Fast forward to today when I finally had a strong need for a controller unit test setup.  I dove into the code and realized three things very quickly:

  1. You don’t need to call mockController().  It does that for you based on the name of the test class itself.
  2. You don’t want to call the constructor of your controller class in the test cases.  Use the newInstance() method instead so that all the proper scaffolding is put in place.
  3. You don’t even have to call newInstance() most of the time because the setUp() method inits a controller variable for you already.

Doh!  I wish I had taken 15 minutes back in August to look at the source.  It would have saved quite a bit of time by encouraging us to get proper controller test cases in place faster.

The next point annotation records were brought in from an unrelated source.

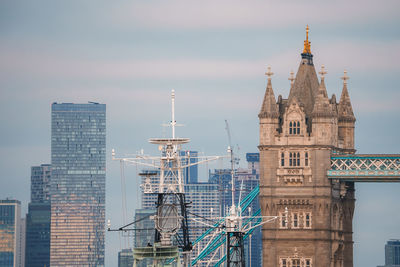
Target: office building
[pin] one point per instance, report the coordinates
(190, 173)
(37, 249)
(22, 240)
(10, 216)
(37, 244)
(125, 258)
(77, 186)
(40, 183)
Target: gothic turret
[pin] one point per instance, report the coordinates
(269, 113)
(324, 116)
(305, 86)
(346, 119)
(322, 105)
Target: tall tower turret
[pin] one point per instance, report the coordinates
(324, 116)
(298, 136)
(346, 120)
(269, 113)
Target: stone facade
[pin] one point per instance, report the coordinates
(298, 135)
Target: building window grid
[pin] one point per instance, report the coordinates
(294, 159)
(294, 127)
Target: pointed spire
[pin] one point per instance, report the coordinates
(345, 110)
(291, 78)
(307, 44)
(269, 107)
(322, 107)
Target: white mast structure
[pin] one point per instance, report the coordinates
(171, 206)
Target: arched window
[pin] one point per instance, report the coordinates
(306, 159)
(307, 221)
(298, 159)
(294, 127)
(295, 220)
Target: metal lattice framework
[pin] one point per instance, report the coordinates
(366, 168)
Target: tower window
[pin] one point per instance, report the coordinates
(283, 220)
(295, 262)
(294, 127)
(306, 159)
(307, 220)
(295, 220)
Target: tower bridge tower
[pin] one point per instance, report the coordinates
(298, 136)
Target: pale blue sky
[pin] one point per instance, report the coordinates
(130, 54)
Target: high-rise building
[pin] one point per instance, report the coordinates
(22, 240)
(40, 183)
(392, 253)
(37, 244)
(125, 258)
(10, 216)
(78, 148)
(190, 174)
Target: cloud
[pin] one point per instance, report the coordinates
(356, 56)
(209, 14)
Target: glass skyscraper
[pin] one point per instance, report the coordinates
(78, 159)
(10, 215)
(37, 246)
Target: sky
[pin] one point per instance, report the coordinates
(130, 54)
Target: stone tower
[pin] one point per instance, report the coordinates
(298, 135)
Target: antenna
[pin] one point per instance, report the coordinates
(173, 122)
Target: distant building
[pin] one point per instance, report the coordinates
(37, 244)
(78, 166)
(37, 249)
(40, 183)
(125, 258)
(392, 253)
(204, 198)
(10, 215)
(22, 240)
(190, 174)
(245, 181)
(144, 234)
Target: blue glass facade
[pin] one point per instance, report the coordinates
(190, 174)
(392, 253)
(40, 183)
(10, 214)
(37, 248)
(78, 156)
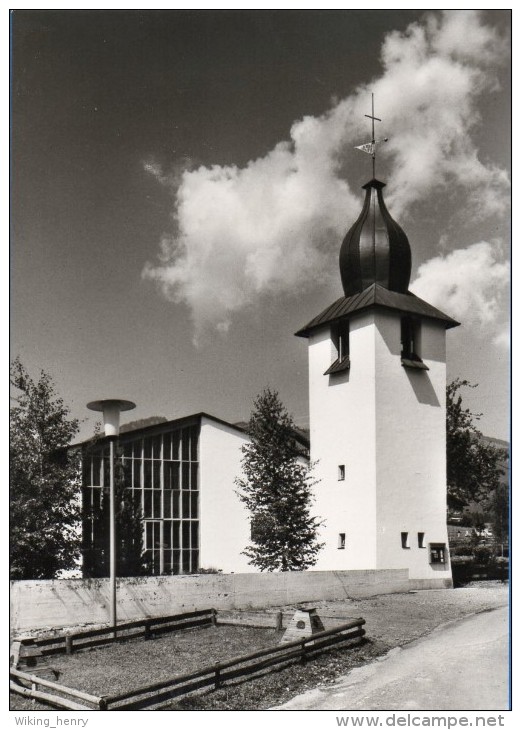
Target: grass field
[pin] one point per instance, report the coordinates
(392, 620)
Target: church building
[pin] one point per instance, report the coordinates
(377, 379)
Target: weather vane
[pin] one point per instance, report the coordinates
(370, 147)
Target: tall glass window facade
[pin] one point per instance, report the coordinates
(162, 471)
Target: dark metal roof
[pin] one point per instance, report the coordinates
(375, 249)
(376, 296)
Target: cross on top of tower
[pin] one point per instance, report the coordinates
(370, 147)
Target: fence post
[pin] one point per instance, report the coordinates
(303, 651)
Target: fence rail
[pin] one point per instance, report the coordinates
(65, 697)
(215, 675)
(67, 643)
(158, 694)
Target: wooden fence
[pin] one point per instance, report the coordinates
(161, 693)
(146, 628)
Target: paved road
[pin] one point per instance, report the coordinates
(462, 665)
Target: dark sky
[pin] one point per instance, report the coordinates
(98, 94)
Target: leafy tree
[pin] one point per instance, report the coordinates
(44, 480)
(277, 490)
(473, 467)
(500, 511)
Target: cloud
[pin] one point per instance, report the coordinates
(468, 283)
(269, 228)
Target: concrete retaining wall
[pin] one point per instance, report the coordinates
(57, 604)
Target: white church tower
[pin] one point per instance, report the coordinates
(377, 378)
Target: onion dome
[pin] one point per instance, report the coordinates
(375, 249)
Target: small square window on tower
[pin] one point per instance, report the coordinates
(340, 339)
(437, 551)
(410, 339)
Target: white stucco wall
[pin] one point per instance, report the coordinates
(386, 424)
(343, 431)
(225, 527)
(410, 448)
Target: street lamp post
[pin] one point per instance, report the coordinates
(111, 409)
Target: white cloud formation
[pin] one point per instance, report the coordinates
(468, 283)
(242, 233)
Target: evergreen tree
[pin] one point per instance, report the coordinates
(277, 490)
(130, 558)
(473, 467)
(44, 480)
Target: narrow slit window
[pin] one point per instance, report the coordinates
(410, 340)
(340, 339)
(437, 551)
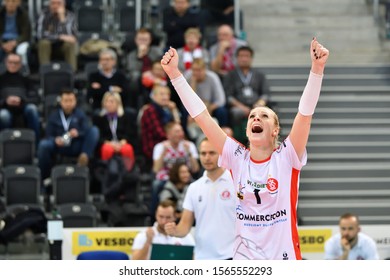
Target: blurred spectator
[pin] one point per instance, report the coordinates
(218, 11)
(141, 59)
(177, 20)
(57, 33)
(152, 77)
(222, 53)
(15, 30)
(209, 88)
(68, 133)
(350, 243)
(156, 234)
(166, 153)
(192, 49)
(109, 78)
(174, 150)
(245, 87)
(155, 116)
(14, 88)
(117, 131)
(176, 187)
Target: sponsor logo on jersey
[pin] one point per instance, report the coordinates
(272, 185)
(240, 193)
(225, 195)
(256, 185)
(260, 217)
(239, 150)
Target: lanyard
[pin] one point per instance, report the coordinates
(113, 123)
(65, 122)
(245, 79)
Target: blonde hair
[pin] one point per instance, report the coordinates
(193, 31)
(117, 98)
(277, 124)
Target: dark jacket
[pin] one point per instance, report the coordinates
(55, 127)
(13, 82)
(22, 23)
(119, 79)
(175, 26)
(126, 129)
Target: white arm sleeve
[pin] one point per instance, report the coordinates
(310, 95)
(190, 99)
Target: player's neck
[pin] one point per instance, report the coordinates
(213, 175)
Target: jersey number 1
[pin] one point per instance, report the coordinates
(258, 199)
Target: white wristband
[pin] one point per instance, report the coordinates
(310, 95)
(190, 99)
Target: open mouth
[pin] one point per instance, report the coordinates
(257, 129)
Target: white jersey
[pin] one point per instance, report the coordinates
(159, 238)
(267, 191)
(213, 205)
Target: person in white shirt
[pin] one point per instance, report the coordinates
(350, 243)
(209, 201)
(142, 245)
(266, 176)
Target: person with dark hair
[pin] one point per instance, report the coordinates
(14, 105)
(142, 245)
(245, 88)
(177, 19)
(68, 133)
(265, 175)
(57, 33)
(15, 30)
(210, 201)
(117, 131)
(109, 78)
(218, 12)
(350, 243)
(176, 187)
(140, 59)
(155, 116)
(223, 52)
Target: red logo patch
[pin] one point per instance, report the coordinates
(225, 195)
(272, 185)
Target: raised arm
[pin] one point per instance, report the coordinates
(191, 101)
(300, 130)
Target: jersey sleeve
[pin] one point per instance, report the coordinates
(188, 199)
(139, 241)
(287, 148)
(232, 154)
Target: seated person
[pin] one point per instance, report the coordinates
(13, 99)
(116, 130)
(218, 12)
(209, 88)
(57, 32)
(68, 133)
(15, 30)
(192, 49)
(245, 88)
(108, 78)
(155, 116)
(350, 243)
(142, 244)
(176, 187)
(150, 78)
(168, 152)
(141, 59)
(222, 53)
(176, 20)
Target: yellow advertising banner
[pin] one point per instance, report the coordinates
(313, 240)
(83, 241)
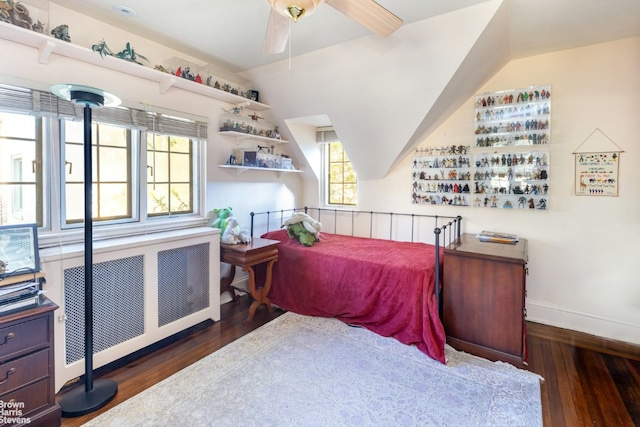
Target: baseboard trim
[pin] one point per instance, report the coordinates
(600, 327)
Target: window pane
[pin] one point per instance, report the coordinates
(113, 136)
(158, 199)
(113, 201)
(180, 145)
(74, 193)
(170, 189)
(112, 156)
(180, 198)
(160, 166)
(336, 172)
(180, 167)
(342, 185)
(112, 172)
(21, 169)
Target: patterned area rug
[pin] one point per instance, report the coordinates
(306, 371)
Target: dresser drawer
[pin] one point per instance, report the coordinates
(26, 401)
(22, 338)
(18, 372)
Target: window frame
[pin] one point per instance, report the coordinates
(326, 176)
(51, 112)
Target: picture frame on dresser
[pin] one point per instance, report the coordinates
(19, 250)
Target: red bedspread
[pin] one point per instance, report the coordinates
(385, 286)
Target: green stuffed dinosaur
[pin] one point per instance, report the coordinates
(304, 228)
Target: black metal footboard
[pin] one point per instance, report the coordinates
(437, 230)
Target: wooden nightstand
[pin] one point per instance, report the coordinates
(246, 256)
(484, 289)
(27, 364)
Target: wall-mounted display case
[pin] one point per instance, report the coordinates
(511, 180)
(513, 117)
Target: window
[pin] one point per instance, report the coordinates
(342, 183)
(146, 165)
(112, 172)
(169, 174)
(20, 186)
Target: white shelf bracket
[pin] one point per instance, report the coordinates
(44, 51)
(165, 84)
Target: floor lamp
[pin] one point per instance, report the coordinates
(95, 394)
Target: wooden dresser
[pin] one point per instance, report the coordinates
(484, 287)
(27, 366)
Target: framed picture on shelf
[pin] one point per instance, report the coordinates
(19, 250)
(286, 163)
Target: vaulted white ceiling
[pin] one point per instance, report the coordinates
(382, 95)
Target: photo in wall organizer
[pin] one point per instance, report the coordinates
(516, 117)
(441, 176)
(511, 180)
(597, 174)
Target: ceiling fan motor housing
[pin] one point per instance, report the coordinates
(295, 9)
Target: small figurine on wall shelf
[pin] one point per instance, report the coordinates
(129, 54)
(61, 32)
(102, 48)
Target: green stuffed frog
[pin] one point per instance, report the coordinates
(220, 217)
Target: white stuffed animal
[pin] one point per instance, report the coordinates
(233, 234)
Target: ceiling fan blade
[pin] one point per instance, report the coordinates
(277, 34)
(369, 14)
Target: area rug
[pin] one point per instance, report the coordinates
(307, 371)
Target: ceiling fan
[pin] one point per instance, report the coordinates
(367, 13)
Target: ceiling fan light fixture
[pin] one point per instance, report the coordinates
(295, 9)
(296, 12)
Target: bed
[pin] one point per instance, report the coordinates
(385, 282)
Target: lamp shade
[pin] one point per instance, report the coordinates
(85, 95)
(295, 9)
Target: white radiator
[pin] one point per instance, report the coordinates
(145, 288)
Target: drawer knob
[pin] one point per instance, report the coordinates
(6, 378)
(9, 336)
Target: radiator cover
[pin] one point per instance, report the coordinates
(145, 288)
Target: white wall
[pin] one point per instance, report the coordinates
(583, 250)
(250, 191)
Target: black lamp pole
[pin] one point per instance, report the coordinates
(94, 395)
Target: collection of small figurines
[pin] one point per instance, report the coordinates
(233, 124)
(186, 73)
(61, 32)
(18, 14)
(505, 179)
(128, 53)
(522, 96)
(496, 117)
(440, 170)
(263, 157)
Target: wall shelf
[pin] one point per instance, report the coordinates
(242, 169)
(239, 136)
(46, 46)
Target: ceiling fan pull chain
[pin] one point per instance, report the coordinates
(290, 41)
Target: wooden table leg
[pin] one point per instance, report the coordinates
(259, 295)
(225, 283)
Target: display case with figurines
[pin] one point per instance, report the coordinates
(442, 176)
(518, 180)
(513, 117)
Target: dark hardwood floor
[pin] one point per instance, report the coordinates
(588, 381)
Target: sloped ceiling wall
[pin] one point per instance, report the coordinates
(383, 95)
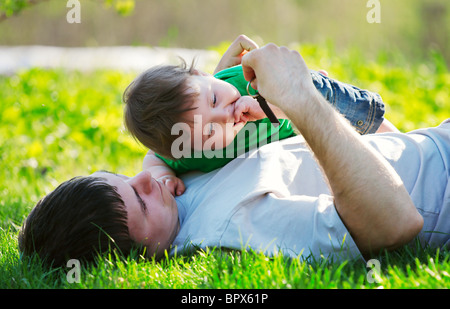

To add insult to injury, after spending that time and more getting some test cases just right, I decided to try a search for more documentation online again.   This time there was an answer to my query for help.  A post to the grails-user mailing list less than a month ago generated several responses with useful info, including Scott Davis posting about the most recent addition to his Mastering Grails series which was published just days before the post.

So nine months after the release of Grails 1.1 there is now good documentation on this great piece.  Many thanks to those who pulled it together.